Challenger Deep Review

Challenger Deep by Neal Shusterman
308 pages
Harper Teen, 2015
Genre: Young adult
Rating: 4 out of 5 stars
Re-readability: I could pick this one up again.

Reviewed by Indiana

As its title indicates, Challenger Deep is about a lowest point. But it’s not referencing the lowest point found on the earth’s seabed.

Caden Bosch, the artistic 15-year-old protagonist, gets pulled into the “Challenger Deep” of mental illness. When the book begins, Caden’s mind weaves in between seeing reality and slipping into paranoid fantasies that manifested themselves on a mysterious ship headed for the Marianas Trench.

He tries to hide these moments of panic from his parents, even when he suddenly feels the need to walk for hours at a time or when he knows that someone at school is trying to kill him. Meanwhile, he is becoming a part of life on the ship. He befriends a few people and gets stuck in a war of mutiny between a terrifying captain and his omnipotent parrot.

Caden can’t keep the paranoia or his other symptoms from his parents very long before they send him to a psych ward. He befriends others in the institution; some who are more ill than he and some who are healthier. Caden eventually learns that he’s suffering from schizophrenia and that he’ll have to continue taking medication for the rest of his life.

The medication makes him feel like he’s swimming through Jell-O, like he’s not himself. Eventually—after a tragic event at the ward—he stops taking his “medication cocktail” with devastating results. Caden must decide whether he wants to sink into the depths of Challenger Deep or rise up to the surface.

Challenger Deep is one of the most unique young adult books I’ve ever read. It’s told in a fluid way, with reality and fantasy flip-flopping from chapter to chapter, interspersed with Caden’s drawings. Shusterman does a fantastic job of capturing what it’s like to be on what Caden calls a medication “cocktail” and what it’s like to be a parent in that situation—as evidenced by The Golden Kite Award and The National Book Award that the novel received.

Of course, the punchline of the whole novel is that Caden’s experiences were, in a way, real. As various press and book conferences, Shusterman spoke about his son’s experiences living with Schizophrenia, as well as his best friend who committed suicide because of it. Challenger Deep takes on the immensely difficult task of depicting schizophrenia in a realistic light and it’s a story that Shusterman is well-equipped to tell.  

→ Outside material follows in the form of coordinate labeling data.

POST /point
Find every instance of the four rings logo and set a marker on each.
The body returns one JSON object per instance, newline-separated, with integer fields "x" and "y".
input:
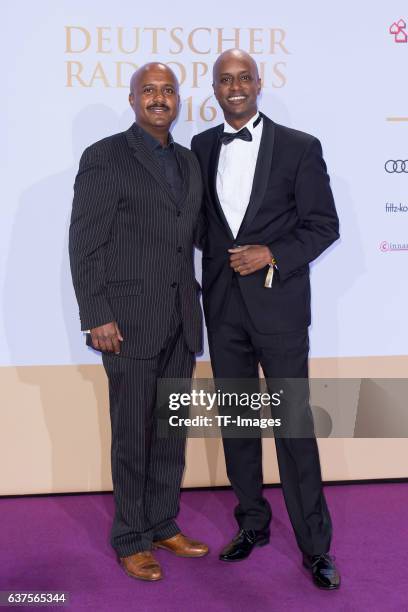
{"x": 396, "y": 166}
{"x": 398, "y": 30}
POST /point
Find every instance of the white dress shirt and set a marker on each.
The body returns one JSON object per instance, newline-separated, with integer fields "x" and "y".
{"x": 235, "y": 173}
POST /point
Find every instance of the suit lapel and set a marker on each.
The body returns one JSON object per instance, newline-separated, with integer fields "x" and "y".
{"x": 144, "y": 156}
{"x": 262, "y": 172}
{"x": 212, "y": 177}
{"x": 185, "y": 174}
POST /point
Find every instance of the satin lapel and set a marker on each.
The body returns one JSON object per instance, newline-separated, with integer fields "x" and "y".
{"x": 212, "y": 178}
{"x": 144, "y": 156}
{"x": 262, "y": 172}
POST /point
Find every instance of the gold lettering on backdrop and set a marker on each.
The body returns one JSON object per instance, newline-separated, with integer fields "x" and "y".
{"x": 280, "y": 75}
{"x": 191, "y": 43}
{"x": 177, "y": 40}
{"x": 102, "y": 39}
{"x": 69, "y": 30}
{"x": 181, "y": 76}
{"x": 99, "y": 74}
{"x": 121, "y": 80}
{"x": 277, "y": 37}
{"x": 221, "y": 39}
{"x": 253, "y": 40}
{"x": 124, "y": 48}
{"x": 198, "y": 66}
{"x": 74, "y": 70}
{"x": 154, "y": 31}
{"x": 136, "y": 43}
{"x": 206, "y": 111}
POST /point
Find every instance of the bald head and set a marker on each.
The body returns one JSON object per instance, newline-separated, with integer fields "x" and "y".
{"x": 236, "y": 85}
{"x": 234, "y": 54}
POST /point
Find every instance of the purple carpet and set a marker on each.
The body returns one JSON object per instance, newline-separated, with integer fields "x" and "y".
{"x": 61, "y": 543}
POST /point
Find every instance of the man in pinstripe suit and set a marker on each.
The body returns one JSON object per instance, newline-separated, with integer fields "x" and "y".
{"x": 135, "y": 219}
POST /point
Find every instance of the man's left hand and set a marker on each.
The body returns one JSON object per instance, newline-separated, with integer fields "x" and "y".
{"x": 249, "y": 258}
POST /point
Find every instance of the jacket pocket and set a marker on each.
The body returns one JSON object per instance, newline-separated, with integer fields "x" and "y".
{"x": 125, "y": 288}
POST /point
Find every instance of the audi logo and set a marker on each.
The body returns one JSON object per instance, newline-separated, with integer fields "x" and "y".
{"x": 397, "y": 166}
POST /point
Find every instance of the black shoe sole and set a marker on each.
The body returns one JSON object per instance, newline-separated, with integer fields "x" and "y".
{"x": 320, "y": 586}
{"x": 259, "y": 543}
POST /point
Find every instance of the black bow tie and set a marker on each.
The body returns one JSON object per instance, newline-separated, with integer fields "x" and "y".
{"x": 244, "y": 134}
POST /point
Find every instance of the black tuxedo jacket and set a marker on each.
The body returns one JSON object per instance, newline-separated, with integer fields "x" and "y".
{"x": 291, "y": 209}
{"x": 131, "y": 243}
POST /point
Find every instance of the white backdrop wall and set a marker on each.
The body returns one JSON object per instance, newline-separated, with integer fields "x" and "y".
{"x": 332, "y": 69}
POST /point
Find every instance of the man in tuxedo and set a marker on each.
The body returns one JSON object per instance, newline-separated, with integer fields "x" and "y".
{"x": 137, "y": 199}
{"x": 270, "y": 212}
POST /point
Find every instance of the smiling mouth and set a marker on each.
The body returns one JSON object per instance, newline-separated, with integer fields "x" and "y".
{"x": 158, "y": 109}
{"x": 236, "y": 99}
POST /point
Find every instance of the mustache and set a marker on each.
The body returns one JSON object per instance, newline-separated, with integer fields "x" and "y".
{"x": 158, "y": 106}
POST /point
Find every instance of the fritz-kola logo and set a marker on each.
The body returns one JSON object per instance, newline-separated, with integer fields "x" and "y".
{"x": 398, "y": 30}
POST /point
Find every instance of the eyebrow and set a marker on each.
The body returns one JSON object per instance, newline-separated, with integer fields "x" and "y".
{"x": 230, "y": 74}
{"x": 154, "y": 85}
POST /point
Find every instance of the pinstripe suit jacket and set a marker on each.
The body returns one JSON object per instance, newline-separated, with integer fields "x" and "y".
{"x": 131, "y": 243}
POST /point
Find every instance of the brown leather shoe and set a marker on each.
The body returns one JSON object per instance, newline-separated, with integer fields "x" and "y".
{"x": 182, "y": 546}
{"x": 142, "y": 566}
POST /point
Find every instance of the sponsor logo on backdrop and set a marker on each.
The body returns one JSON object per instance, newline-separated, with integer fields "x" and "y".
{"x": 394, "y": 208}
{"x": 106, "y": 57}
{"x": 398, "y": 31}
{"x": 386, "y": 246}
{"x": 396, "y": 166}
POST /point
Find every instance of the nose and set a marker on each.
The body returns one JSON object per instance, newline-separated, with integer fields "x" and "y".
{"x": 158, "y": 97}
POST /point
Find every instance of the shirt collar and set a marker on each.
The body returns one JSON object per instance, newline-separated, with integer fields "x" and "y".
{"x": 152, "y": 142}
{"x": 250, "y": 125}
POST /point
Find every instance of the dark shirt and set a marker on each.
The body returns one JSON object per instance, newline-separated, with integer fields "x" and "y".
{"x": 166, "y": 157}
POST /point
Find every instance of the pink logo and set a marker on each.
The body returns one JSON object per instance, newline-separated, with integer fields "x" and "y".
{"x": 397, "y": 29}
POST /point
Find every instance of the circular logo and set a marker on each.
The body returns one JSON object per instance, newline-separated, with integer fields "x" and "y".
{"x": 396, "y": 166}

That being said, the book is not a light and easy read. At first, I was confused by the ship’s symbolism: there were so many characters that seemed loosely based on certain members of his family that I tried to pair up with people on the ship. But the ship scenes started to make sense to me after Caden entered the ward. It became easier to see where Caden’s characters and concerns were coming from.

Throughout the novel, Caden shares a few metaphors about living with a mental illness that I think anyone would agree are on-point: “There are many ways in which the “check brain” light illuminates, but here’s the screwed-up part: the driver can’t see it.”

Despite its heaviness, Challenger Deep was an inspiring read and it gave me a better understanding of an illness I knew very little about.